The Dutch worry Brexit will lead to a renewed focus on political, as opposed to economic, integration.

David Cameron Mark Rutte
British prime minister David Cameron visits his Dutch counterpart, Mark Rutte, in The Hague, March 24, 2014 (10 Downing Street)

Brexit and a reinvigorated Franco-German partnership have caused the Dutch to seek a new role for themselves in Europe.

For years, the trading nation could rely on the United Kingdom to provide a counterweight to the Mediterranean bloc and its protectionist tendencies. Now the fear in The Hague is that Britain’s exit from the EU will lead to a renewed focus on political, as opposed to economic, integration.

“We should be careful with statements saying that populism has ended,” Mark Rutte, the Dutch prime minister, recently admonished his colleagues in Brussels.

His own reelection in March and the election of Emmanuel Macron in France have been hailed as setbacks for the nativist right.

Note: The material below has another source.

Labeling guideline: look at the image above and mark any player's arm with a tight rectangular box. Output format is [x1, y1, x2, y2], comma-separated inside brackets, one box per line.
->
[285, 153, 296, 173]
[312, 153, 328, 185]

But the anti-EU Freedom Party still placed second in the Dutch election while Marine Le Pen won twice the number of votes her father did when he qualified for the French presidential runoff in 2002.

Dependence on Germany

Rutte, who has led continental Europe’s fifth largest economy since 2010, found a partner for liberal EU reform in the former British prime minister, David Cameron.

Both argued for a less intrusive Europe and less red tape in favor of trade deals and completing the single market in services.

A dependence on Germany — the Netherlands exports more to Germany alone than to Britain, France and Italy combined — makes the Dutch reluctant to challenge Berlin. That is why they were keen to draw the British into the EU in the first place. Better to have them agitate against proposals that threaten to go too far, like Cameron did against the banking union, and than join watered-down versions of them.

On their own, the Dutch could not change German minds. Rutte’s hope is that an informal alliance of liberal-minded states, straddling the North and Baltic Seas, can.

Blocking minority

At a summit in The Hague, he told the leaders of the Baltic, Benelux and Nordic countries they all must “adapt to a European Union without our British partner at the table.”

The prime ministers of Belgium, the Netherlands and Luxembourg earlier met with their four Central European counterparts in Warsaw.

All are wary that the balance of power in Europe might shift in favor of the more integrationist member states.

France, Germany, Italy and Spain have 75 percent of Europe’s population between them, which means that — once Britain is out — they could more easily outvote smaller nations.

To block a qualified majority in the European Council, dissidents need to be comprised of at least thirteen states or represent 35 percent of the European population.

Belgium, the Czech Republic, Denmark, Estonia, Finland, Hungary, the Netherlands, Poland, Latvia, Lithuania, Luxembourg, Slovakia and Sweden have only 24 percent of Europe’s population. But they are thirteen, which means that, while they could not force through a proposal on their own, they can block one.

There is no margin for error, though. If any of the thirteen defect, the proposal passes anyway.

Far from united

Little unites the thirteen so far other than a fear of being overshadowed in the Europe of Emmanuel Macron and Angela Merkel.

Many Central Europeans think Germany’s and Sweden’s pro-refugee stance is naive. The Balts fear Russian aggression; Hungary’s Viktor Orbán considers Vladimir Putin a role-model. The liberal Dutch regard Hungarian and Polish attacks on the rule of law in apprehension.

In Warsaw, Rutte took the Czechs, Hungarians and Poles to task for refusing to help Europe shelter asylum seekers.

The European Commission has threatened the three with sanctions for not honoring an immigration deal that was passed over their objections in 2015 using qualified-majority voting.

Rutte also censured the ruling Polish party, Law and Justice, for attempting to subjugate the Constitutional Court to its will.

“Poland has a democratic rule of law with a separation of powers, just like the Netherlands,” he said. “It is important to prevent one of those powers from becoming too powerful.”